Reviews

Karenin Sings the Blues

Patricia Holmes

Many of the poems in Sharon McCartney’s second book, Karenin Sings the Blues, have won national competitions and been published in literary magazines, and so set the standard and tone for the rest of this fine collection. The book is presented in three parts: Karenin Sings the Blues, California and Persuasion. Karenin Sings the Blues consists of poems that pertain to Leo Tolstoy’s great novel Anna Karenina. Among the characters who are resurrected here are Vronsky, Kitty, Levin, Karenin and, from beyond the grave, Anna herself. McCartney adds some new and original perspectives, which include Vronsky’s revolver, the metaphorical doomed horse, Frou-Frou, and the helpless engine that sliced through Anna. This set of poems, the majority of the collection, is a creative and downright fun piece of work for anyone who loves Tolstoy’s masterpiece.

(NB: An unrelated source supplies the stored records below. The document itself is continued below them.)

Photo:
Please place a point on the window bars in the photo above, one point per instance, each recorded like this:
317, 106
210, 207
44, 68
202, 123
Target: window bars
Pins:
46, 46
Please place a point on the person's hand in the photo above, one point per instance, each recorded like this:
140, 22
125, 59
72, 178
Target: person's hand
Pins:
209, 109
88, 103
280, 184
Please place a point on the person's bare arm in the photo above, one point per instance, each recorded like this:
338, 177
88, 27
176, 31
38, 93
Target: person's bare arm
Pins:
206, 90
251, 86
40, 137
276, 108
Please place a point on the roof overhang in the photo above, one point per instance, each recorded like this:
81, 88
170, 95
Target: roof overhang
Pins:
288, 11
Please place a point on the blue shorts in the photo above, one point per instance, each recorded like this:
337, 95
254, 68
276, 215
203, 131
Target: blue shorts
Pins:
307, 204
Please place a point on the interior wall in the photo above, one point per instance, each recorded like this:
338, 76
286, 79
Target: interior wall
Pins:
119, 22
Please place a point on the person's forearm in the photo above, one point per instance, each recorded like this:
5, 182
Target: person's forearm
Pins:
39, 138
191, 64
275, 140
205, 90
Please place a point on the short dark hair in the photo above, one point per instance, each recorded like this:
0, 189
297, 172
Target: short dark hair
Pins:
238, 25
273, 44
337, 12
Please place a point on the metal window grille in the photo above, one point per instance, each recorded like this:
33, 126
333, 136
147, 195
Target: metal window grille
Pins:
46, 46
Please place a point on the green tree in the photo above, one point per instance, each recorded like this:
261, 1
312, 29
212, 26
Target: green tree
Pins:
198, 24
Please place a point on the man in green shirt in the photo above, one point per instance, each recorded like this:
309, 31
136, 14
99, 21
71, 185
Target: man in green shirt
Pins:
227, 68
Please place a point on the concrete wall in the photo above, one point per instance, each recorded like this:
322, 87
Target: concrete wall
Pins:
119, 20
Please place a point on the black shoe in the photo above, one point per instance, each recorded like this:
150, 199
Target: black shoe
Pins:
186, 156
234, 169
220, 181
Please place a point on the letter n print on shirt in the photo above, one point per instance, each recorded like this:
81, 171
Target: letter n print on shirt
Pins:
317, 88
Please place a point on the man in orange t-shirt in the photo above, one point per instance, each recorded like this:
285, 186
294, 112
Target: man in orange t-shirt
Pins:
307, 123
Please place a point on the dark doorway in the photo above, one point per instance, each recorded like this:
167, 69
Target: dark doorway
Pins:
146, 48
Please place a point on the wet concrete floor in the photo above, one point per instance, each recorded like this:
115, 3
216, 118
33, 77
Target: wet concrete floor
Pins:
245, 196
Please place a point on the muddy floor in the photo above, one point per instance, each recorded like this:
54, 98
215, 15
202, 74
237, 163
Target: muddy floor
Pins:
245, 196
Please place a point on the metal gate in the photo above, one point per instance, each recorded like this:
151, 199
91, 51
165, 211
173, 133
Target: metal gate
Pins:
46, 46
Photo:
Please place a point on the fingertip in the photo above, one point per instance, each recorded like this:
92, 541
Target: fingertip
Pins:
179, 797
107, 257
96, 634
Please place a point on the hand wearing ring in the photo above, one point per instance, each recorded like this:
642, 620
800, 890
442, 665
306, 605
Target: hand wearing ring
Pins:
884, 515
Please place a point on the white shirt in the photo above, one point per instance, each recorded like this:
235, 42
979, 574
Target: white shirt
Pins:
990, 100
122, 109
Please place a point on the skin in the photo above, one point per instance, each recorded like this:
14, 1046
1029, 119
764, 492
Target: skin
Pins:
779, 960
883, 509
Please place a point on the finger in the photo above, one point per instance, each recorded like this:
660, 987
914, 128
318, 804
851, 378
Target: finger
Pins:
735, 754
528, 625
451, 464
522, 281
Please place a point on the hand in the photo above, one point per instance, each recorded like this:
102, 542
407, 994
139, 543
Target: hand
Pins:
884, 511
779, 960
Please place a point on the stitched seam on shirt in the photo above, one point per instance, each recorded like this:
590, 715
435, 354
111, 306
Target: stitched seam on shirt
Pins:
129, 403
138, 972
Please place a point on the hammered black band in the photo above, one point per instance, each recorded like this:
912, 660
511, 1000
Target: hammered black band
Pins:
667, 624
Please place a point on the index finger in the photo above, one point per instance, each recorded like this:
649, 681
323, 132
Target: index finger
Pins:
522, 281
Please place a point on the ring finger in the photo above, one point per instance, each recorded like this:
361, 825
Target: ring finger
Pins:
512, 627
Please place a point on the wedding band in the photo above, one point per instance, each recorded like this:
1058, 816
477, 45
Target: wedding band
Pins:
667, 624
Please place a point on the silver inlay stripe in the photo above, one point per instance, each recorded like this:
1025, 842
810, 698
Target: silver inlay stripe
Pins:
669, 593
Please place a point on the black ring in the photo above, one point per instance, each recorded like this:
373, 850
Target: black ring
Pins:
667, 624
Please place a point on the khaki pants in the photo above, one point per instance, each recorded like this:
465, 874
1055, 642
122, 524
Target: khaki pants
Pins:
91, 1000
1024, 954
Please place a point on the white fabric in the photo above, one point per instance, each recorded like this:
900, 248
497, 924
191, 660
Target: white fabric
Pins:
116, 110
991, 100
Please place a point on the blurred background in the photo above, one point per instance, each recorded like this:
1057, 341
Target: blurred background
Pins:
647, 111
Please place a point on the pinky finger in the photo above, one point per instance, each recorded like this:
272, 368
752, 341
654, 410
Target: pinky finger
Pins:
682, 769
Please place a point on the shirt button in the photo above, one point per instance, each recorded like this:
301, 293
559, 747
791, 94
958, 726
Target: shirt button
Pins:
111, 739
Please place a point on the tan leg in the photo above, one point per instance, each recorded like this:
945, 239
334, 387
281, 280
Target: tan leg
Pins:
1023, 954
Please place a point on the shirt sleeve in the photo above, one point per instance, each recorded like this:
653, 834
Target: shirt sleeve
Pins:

The next section, California, deals with the hard reality of family and the paralytic state of adolescence. The final set, Persuasion, charts the change of perspective toward parents, parenting and marriage, throughout both the narrator’s life and the course of time, using Jane Austen and her work as a starting point. McCartney’s effective use of imagery and language layer her poems with subtle and decadent emotion. In the last line of “My Father Tells Me Why I Was Born,” she writes: “Outside my father’s door, / round rocks curl / like hundreds of knuckles.” An evolution takes place between California and Persuasion, and we see the narrator at different stages of anger, frustration and grief. The three sections work wonderfully as a whole, but the suites are effective on their own as well, and so are the individual poems, all of which are well crafted, thoughtful and thought-provoking.